The World of Joyce Hsu:
A Site Specific Installation of Dogs, Daises, and Flying Objects
Feb 13 - May 15, 2005
Installation artist Joyce Hsu will transform the Bedford Gallery into a fantasyland filled with imaginary creatures that move, charm, and evoke a sense of being in the middle of a cartoon or animated movie. She invites viewers into a world where the logic and themes of childhood stories rule. “When I first saw Joyce’s work I felt I’d been transported into an elaborate daydream or a sophisticated Saturday morning cartoon,” says Bedford Gallery Curator Carrie Lederer. “She has created a family of characters that are at once friendly, intimate, engaging and alien and uses many of them repeatedly—like a language—to construct and explore metaphorical stories about the meaning of human relationships, the search for true friendship.”
In Hsu's colorful and animated “World of Soong Wei,” viewers are met by large kinetic insects hovering over tall, brightly colored plastic flowers that are guarded by cartoonish, 3-D creatures named NaaBees. But the NaaBees are not as innocent as they look, as Hsu notes in her detailed instructions that parody toy-packaging instructions. She advises that the NaaBees are not intended to be a child's toy and not to leave children alone with them.
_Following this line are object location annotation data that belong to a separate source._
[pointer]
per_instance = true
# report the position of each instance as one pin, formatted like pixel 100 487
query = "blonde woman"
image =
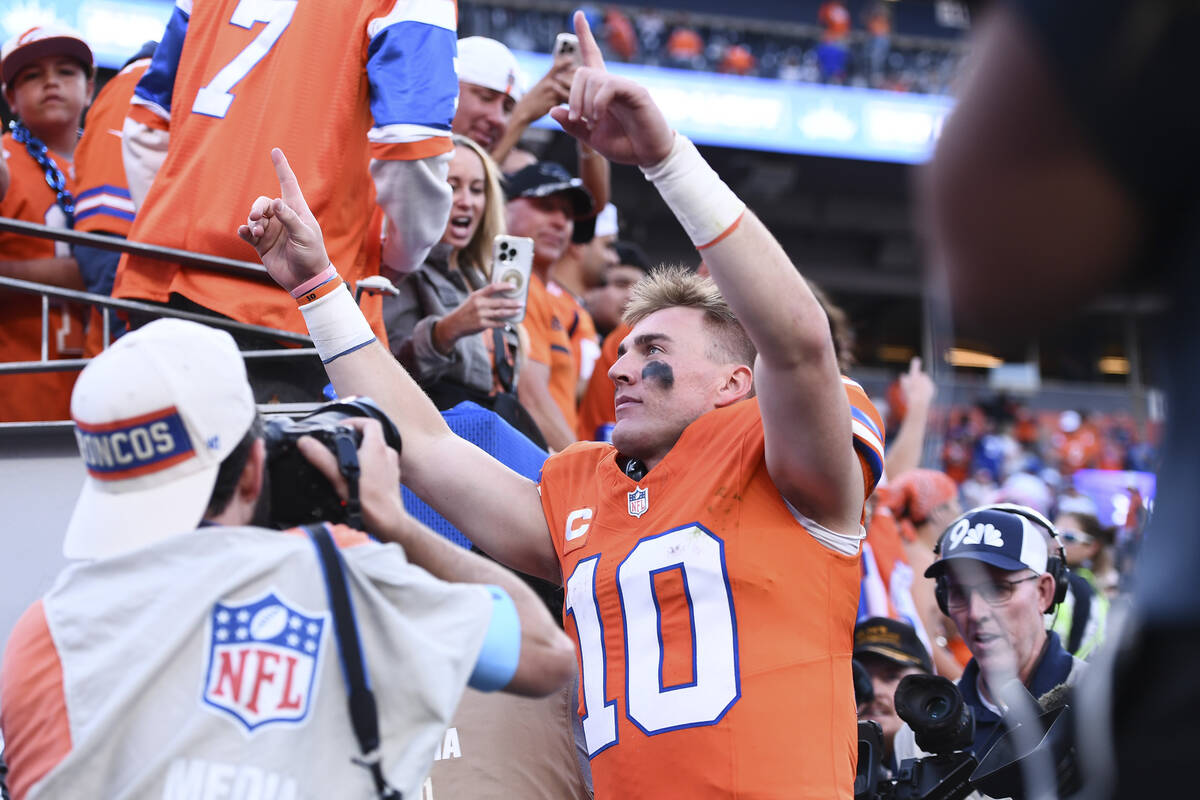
pixel 447 322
Joyce Hsu grew up in the Hong Kong world of Hello Kitty and My Melody. Her work plays with the idea of cute companions, ones that will protect us from harm and give us comfort, support and love. However, there is a fly in the ointment, as Hsu reminds us that all things cute are not necessarily cuddly. She describes her work as "a display of my idiosyncratic way of trying to deal with some of our weaknesses as humans: our yearning for companionship, our dependence on machines and the need for materiality . . . All of which reveal our vulnerabilities as human.”
Joyce Hsu was born in Hong Kong in 1973 and currently lives and works in the Bay Area. She received her B.F.A. from Mount Allison University, New Brunswick, in 1996 and an M.F.A. from the San Francisco Art Institute in 1998. She has shown her fantastical creations throughout the Bay Area including Yerba Buena Center for the Arts, Haines Gallery and Southern Exposure in San Francisco, the San Jose Museum of Art and the Institute of Contemporary Art in San Jose and abroad. She received a Eureka Fellowship from the Fleishhacker Foundation in 1998, a New Langton Arts Bay Area Award in 1999, and in 2002 was an artist-in-residence at the Headlands Center for the Arts in Sausalito.
In an Artist's Statement from 2002, Hsu said about her work: "By adopting cuteness and consumerism as strategies and appropriating the language and marketing style of the cartoon and the children's toy industries (especially from Asia), I hope to comment on how our fantasy life has been mechanized and packaged as products. If kids need gangs, popular culture will sell them, and if we need fantasy alternative families and friends, those can be supplied as well."
Viewers walking through Hsu's virtual landscape are both spectator and participant and are encouraged to explore this artist's astounding and unique worldview.